Les pourparlers ont deux exigences qui font partie des grands principes du droit des contrats : la liberté et la bonne foi.

Nous sommes tous présumés de bonne foi. La bonne foi nécessite pour le cocontractant d’être honnête et de dire la vérité. Cette nécessité a été reconnue à plusieurs reprise par la jurisprudence (Com.2 juillet 2002). Les parties doivent donc négocier de manière loyale.

Mais lorsqu’un des partenaires commet une faute extérieure à la rupture, sa responsabilité civile délictuelle est alors engagée.

Finalement, la rupture des pourparlers n’est pas un acte fautif en lui-même.

L’abus est à l’évidence constitué lorsque l’auteur de la rupture est motivé par l’intention de nuire à son partenaire. C’est le cas de celui qui rompt des négociations, engagées sans intention sérieuse de contracter, à seule fin d’obtenir la révélation de certains secrets par exemple. Tel était le cas, en l’espèce, du fait que l’interlocuteur de la société Manoukian lui avait laissé croire que la conclusion du contrat projeté était encore possible, alors que ce contrat était déjà conclu avec la société Les complices. Dans cette espèce, les pourparlers étaient très avancés et avaient fait naître chez la société Manoukian une confiance dans la conclusion du contrat. Ainsi la chambre commerciale a jugé la rupture brutale et sans motif légitime des pourparlers qui se sont déroulés pendant une longue période à un caractère fautif (Com. 7 janv. 1997).  Et la même chambre a jugé que la rupture, pour des considérations internes au groupe, de négociations durant lesquelles il avait été laissé espérer au partenaire pendant quatre années un accord définitif, est dépourvue de motif légitime (Com. 7 avr. 1998).

Et si la responsabilité de la rupture abusive de période précontractuelle est reconnue pas la Haute Juridiction dans cet arrêt, il n’en est pas de même pour la société tierce.

  1. La responsabilité du tiers

La rupture des pourparlers dont se plaignait la société Manoukian s’expliquait par le fait que les consorts X et Y avaient finalement conclu le contrat projeté avec un tiers : la Société les Complices. La société Manoukian lui ayant également demandé réparation, la Haute Juridiction avait dû répondre à une question à laquelle elle n’avait encore jamais fait face. En effet, il s’agissait là de dire, si oui ou non la responsabilité du tiers qui profitait de la rupture abusive des pourparlers voyait sa responsabilité délictuelle engagée. Pour la Cour de Cassation le seul fait de contracter, en sachant même que la société en question a déjà engagé des pourparlers avec une société tierce, ne présente en aucun cas, s’il n’est pas motivé par des intentions de nuire ou par de manœuvres déloyales, une faute qui engagerais son auteur.

Cela tient à un principe, celui qui irrigue la matière est le principe de la liberté.
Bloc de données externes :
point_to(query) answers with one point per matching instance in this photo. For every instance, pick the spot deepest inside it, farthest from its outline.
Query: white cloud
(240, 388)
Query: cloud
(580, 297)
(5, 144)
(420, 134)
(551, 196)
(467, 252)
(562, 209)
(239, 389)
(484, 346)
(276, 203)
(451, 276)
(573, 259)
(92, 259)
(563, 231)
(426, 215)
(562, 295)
En effet, chacune des parties est libre de rompre à tous moments, la négociation contractuelle, il n’y a aucune obligation de conclure le contrat.

Il convient d’observer que pendant la phase de négociation, il est possible de mener des négociations parallèles avec d’autres partenaires. On n’a aucune obligation d’informer son partenaire.

En l’espèce, même si cela semble déloyale dans l’arrêt Manoukian, il n’en est rien. La Cour de Cassation estime que la responsabilité du tiers n’aurait pu être engagée qu’en cas de volonté de nuire ou de manœuvres frauduleuses. Les manœuvres frauduleuses peuvent être vues comme par exemple de fausses informations communiquées sur un concurrent. L’intention de nuire quant à elle, peut se manifester par l’acceptation d’un contrat dans le but de faire échouer les pourparlers de son concurrent.